In the wake of last year’s interesting discussions about gender balance among contributors to literary magazines, led by VIDA’s 2010 gender count, we thought we’d take a look at the content of HR 41 from a variety of points of view: how many women v. men there are in the issue; where the writers come from; how old they are; and, most interestingly to us, the paths by which the pieces made their way to Harvard Review.
One of the things aspiring writers always want to know is how to get into journals in the first place. We could certainly name the avenues—agents, editorial solicitation, personal connections, unsolicited submissions—but we didn’t necessarily know how many of each there were in a typical issue of Harvard Review. With this in mind, we broke down the contributors to the current issue into the following groups:
- writers whose work we pulled from the slush pile (that is, unsolicited manuscripts that arrived at Harvard Review either by mail or through our online submission system Tellitslant);
- writers whose work first came to our attention through referrals, usually by other writers but also by editors and agents;
- writers whose work we found through networking events like Grub Street’s The Muse and the Marketplace.
- and writers whose work we already knew (and in many cases solicited) because we had published them before.

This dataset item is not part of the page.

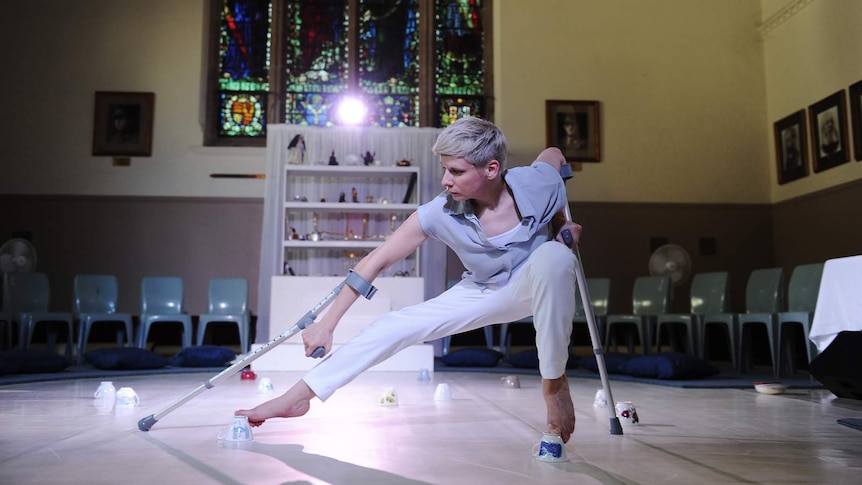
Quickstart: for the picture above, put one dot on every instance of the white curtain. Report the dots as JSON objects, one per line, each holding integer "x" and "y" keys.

The full results, helpfully illustrated by Laura Healy’s infographics, appear in the current editorial. For us, the takeaway was that at least in this issue we had a pretty healthy balance across a number of measures: better than average gender balance, an amusing age spread (one of our contributors was born in 1797 and thus appears on the chart as more than 200 years old), fair geographical distribution, and a pretty good split between people with some prior connection to the journal and people we were encountering for the very first time.
Harvard Review will be at the Boston Book Festival, Saturday, October 15. If the arrangement is the same as last year, well be in a tent somewhere (#26) on the plaza at Copley Square — kind of like Occupy Wall Street! So, stop by and say hello.